常野一族には不思議な力があり、優しさと淡くも哀しみに満ちた短編集です。

6話目の『光の帝国』
それぞれが痛みを抱え、『お祈り』ともに少しずつ前を見れるようになるんだけど。

不思議な力を持った一族、そして子供達は 軍の特殊部隊に目をつけられる。

穏やかであった分教場で、逃げ場もなく長い籠城を強いられる。

食糧も尽きその先に残された道は。

非常なまでに浴びせられる銃弾。

戻ってきた助けは為す術もなく、黒こげになった分教場を ただひたすら 子供達の痕跡を求めて掘り始める。

不思議な力を持ったがために起こる喜びと哀しみ。

この本は 全部が全部哀しいお話じゃないんだけど、1話目の『大きな引き出し』は息子を思う父親の 真実を見出だす涙と、この6話目の『光の帝国』の非情な涙。

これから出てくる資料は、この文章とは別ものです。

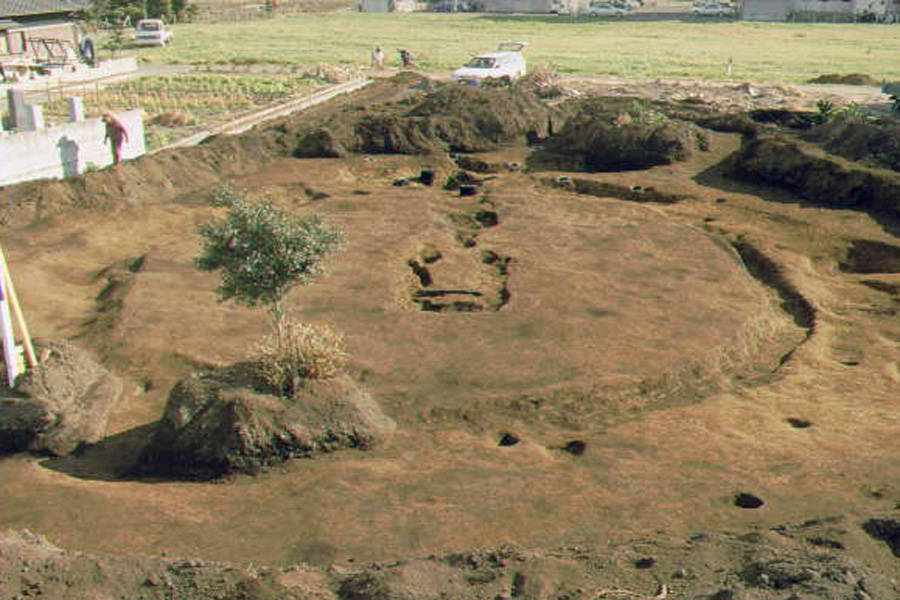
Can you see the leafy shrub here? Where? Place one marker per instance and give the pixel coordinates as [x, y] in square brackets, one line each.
[824, 111]
[262, 253]
[301, 351]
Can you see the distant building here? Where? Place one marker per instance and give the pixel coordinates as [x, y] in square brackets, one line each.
[27, 25]
[813, 10]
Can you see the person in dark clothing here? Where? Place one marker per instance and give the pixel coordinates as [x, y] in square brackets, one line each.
[116, 134]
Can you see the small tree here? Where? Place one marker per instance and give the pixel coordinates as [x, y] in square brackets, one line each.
[263, 253]
[116, 39]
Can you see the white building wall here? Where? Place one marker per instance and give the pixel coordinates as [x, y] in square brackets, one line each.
[65, 150]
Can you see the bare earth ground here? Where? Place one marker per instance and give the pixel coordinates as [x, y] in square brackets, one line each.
[633, 328]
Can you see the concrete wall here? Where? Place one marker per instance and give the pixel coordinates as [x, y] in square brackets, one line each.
[765, 10]
[65, 150]
[76, 74]
[518, 6]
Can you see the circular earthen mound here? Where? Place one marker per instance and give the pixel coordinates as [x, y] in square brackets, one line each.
[227, 422]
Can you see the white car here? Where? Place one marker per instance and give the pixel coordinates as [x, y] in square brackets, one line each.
[152, 32]
[606, 9]
[712, 9]
[506, 62]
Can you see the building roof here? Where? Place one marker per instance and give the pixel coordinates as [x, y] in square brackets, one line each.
[21, 8]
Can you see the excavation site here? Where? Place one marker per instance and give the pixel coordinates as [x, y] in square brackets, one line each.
[633, 342]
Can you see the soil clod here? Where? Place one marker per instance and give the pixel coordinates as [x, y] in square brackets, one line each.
[575, 447]
[508, 439]
[746, 500]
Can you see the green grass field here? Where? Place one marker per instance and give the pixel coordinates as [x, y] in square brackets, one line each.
[763, 52]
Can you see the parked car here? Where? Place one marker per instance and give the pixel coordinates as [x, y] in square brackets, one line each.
[506, 62]
[606, 9]
[712, 9]
[152, 32]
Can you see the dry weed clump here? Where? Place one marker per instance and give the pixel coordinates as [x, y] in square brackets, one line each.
[300, 351]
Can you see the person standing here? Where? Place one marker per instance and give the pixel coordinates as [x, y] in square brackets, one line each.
[377, 58]
[116, 134]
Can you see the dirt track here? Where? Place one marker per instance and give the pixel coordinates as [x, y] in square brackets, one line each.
[634, 328]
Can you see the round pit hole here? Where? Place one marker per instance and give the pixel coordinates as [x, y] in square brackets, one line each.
[745, 500]
[575, 447]
[508, 439]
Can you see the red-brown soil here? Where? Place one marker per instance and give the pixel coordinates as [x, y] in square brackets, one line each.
[654, 360]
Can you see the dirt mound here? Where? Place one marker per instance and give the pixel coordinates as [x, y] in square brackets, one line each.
[886, 529]
[60, 404]
[845, 79]
[874, 141]
[601, 137]
[783, 118]
[152, 178]
[786, 165]
[452, 118]
[867, 256]
[228, 421]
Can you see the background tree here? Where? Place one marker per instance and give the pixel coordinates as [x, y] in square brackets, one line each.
[116, 40]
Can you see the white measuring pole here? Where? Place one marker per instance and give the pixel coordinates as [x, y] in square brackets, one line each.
[10, 354]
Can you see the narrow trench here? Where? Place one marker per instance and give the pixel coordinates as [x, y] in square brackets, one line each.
[769, 273]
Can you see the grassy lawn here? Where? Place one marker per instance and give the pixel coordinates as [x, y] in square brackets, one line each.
[762, 52]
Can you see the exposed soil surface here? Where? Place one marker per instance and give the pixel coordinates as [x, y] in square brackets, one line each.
[679, 381]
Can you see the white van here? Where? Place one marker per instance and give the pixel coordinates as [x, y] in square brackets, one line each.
[506, 62]
[152, 32]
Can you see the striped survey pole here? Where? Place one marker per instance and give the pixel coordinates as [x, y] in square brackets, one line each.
[10, 350]
[10, 354]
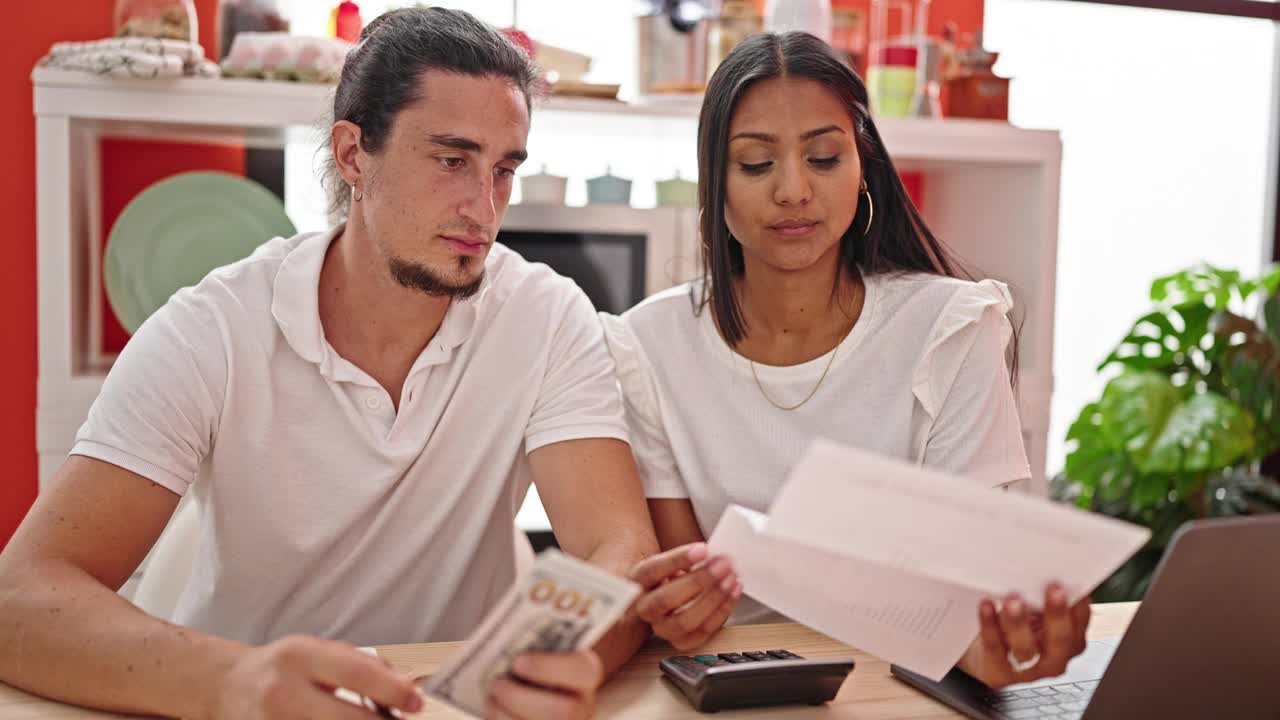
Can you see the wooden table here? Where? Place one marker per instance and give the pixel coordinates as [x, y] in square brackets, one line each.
[638, 692]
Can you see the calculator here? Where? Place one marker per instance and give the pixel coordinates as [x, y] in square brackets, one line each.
[758, 678]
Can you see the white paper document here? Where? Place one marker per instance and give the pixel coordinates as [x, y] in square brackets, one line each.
[894, 559]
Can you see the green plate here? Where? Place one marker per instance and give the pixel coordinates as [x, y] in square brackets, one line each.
[174, 232]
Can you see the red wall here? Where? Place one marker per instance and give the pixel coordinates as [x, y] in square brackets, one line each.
[128, 167]
[45, 23]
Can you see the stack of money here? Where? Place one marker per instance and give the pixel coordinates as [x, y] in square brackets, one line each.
[561, 605]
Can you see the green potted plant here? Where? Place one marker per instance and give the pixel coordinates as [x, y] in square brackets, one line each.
[1189, 427]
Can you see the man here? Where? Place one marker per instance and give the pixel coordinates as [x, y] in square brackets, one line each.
[357, 414]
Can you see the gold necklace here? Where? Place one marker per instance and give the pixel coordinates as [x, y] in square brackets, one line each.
[812, 392]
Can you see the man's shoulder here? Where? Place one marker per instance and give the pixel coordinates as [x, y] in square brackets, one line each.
[242, 288]
[519, 285]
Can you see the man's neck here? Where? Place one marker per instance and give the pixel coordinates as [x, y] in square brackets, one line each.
[369, 318]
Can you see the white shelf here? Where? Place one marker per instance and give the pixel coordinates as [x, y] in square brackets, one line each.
[256, 112]
[991, 192]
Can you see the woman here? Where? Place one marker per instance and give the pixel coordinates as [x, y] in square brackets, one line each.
[827, 309]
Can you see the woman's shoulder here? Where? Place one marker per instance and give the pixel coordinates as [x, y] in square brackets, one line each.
[931, 297]
[670, 310]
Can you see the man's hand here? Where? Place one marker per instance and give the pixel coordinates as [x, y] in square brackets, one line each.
[296, 677]
[548, 686]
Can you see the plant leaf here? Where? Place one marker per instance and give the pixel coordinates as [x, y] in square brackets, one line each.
[1206, 433]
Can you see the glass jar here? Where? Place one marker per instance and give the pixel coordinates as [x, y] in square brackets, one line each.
[247, 16]
[170, 19]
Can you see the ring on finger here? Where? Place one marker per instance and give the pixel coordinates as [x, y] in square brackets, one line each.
[1023, 665]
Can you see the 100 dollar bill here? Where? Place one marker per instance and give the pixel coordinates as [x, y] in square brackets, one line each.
[562, 604]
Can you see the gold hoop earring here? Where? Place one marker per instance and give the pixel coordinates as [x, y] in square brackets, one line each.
[871, 209]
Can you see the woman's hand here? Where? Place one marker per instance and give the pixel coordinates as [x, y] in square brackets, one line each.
[688, 596]
[1019, 646]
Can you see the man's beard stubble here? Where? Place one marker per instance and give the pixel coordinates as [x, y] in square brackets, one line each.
[425, 279]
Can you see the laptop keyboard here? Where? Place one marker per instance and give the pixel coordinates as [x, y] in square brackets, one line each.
[1060, 702]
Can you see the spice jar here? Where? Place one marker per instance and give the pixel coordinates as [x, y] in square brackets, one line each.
[169, 19]
[247, 16]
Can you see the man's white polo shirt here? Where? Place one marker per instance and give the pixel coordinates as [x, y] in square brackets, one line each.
[324, 511]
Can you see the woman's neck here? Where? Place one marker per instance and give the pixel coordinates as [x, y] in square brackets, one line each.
[792, 317]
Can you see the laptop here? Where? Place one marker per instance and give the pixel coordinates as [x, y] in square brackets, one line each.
[1205, 642]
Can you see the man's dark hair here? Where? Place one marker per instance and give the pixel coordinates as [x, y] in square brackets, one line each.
[383, 73]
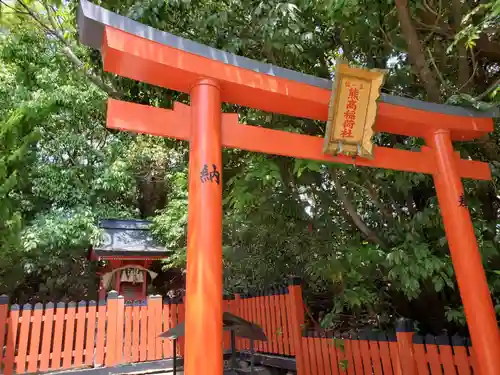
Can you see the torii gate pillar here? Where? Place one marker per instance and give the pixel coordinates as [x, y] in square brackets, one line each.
[465, 254]
[139, 52]
[204, 252]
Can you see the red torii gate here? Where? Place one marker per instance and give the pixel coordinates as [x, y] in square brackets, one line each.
[211, 76]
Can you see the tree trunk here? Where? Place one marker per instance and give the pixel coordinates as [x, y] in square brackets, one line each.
[416, 52]
[369, 234]
[463, 61]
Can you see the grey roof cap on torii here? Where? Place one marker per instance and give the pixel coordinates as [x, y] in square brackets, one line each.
[92, 19]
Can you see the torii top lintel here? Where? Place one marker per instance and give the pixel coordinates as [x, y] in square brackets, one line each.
[140, 52]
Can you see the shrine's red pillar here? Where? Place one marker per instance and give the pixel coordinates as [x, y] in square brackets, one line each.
[465, 255]
[203, 351]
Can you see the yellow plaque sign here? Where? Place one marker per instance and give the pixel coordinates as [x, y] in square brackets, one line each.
[352, 111]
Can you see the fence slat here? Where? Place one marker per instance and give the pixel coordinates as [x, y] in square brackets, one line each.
[102, 311]
[306, 356]
[365, 354]
[245, 309]
[47, 337]
[322, 370]
[69, 335]
[58, 336]
[349, 356]
[385, 354]
[22, 344]
[127, 346]
[120, 316]
[283, 307]
[334, 359]
[11, 340]
[272, 315]
[174, 319]
[181, 316]
[34, 346]
[80, 332]
[90, 333]
[325, 354]
[461, 357]
[420, 356]
[112, 312]
[446, 355]
[252, 312]
[433, 355]
[375, 354]
[396, 361]
[279, 324]
[4, 321]
[356, 353]
[167, 344]
[158, 317]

喜びや哀しみ、不安や疑いのお話が1話1話違った形で作られてるの。
目立ったドンパチはないし、アクション的なトコはないんだけど。
特殊能力を持つ一族の 時移り変わる静かなお話なのね。

心暖まるし、やりきれない哀しさもあって。
次はどぅなるんだろう?て考えちゃう。

まだまだ次のお話が楽しみなんだけど、数時間後には仕事だわあせる

寝なきゃ。
続きはまた夜ね。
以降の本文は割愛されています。